John Lehr, chief executive officer of the Food Allergy & Anaphylaxis Network, said that while the study findings are encouraging, parents must nonetheless be careful when considering how to handle childhood allergies.
"We are encouraged by studies that show certain food allergies such as egg can be outgrown and that some children can tolerate egg in baked form," Lehr said. "But we want to caution that parents of children with food allergies must never attempt to reintroduce food allergens into their child's diet on their own -- this must be done under the supervision of an allergist."

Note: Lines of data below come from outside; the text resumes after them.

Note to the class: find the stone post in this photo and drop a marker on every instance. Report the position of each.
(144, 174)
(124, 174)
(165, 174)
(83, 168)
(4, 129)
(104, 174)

Lona Sandon a registered dietitian and an assistant professor of clinical nutrition at the University of Texas Southwestern Dallas, agreed about the need for caution.
"In some cases, children do appear to outgrow allergies," she said. "But parents should be cautious about foods that have caused past reactions. In the case of egg allergies, there may be something different about the egg cooked into a baked product than eating a fried egg. Could it be the dose of the egg protein or maybe the change in the protein structure as a result of baking that makes it different and less allergenic? It is hard to say. And we do not know at what age allergies might subside."
"The bottom line is to be cautious in trying foods that contain ingredients that have been known to cause severe allergic reactions," Sandon said. "Reactions tend to get worse each time. It would be wise to meet with an allergist before trying to reintroduce foods that have been known to cause reactions."
Because the studies were presented at a medical meeting, the data and conclusions should be viewed as preliminary until published in a peer-reviewed journal.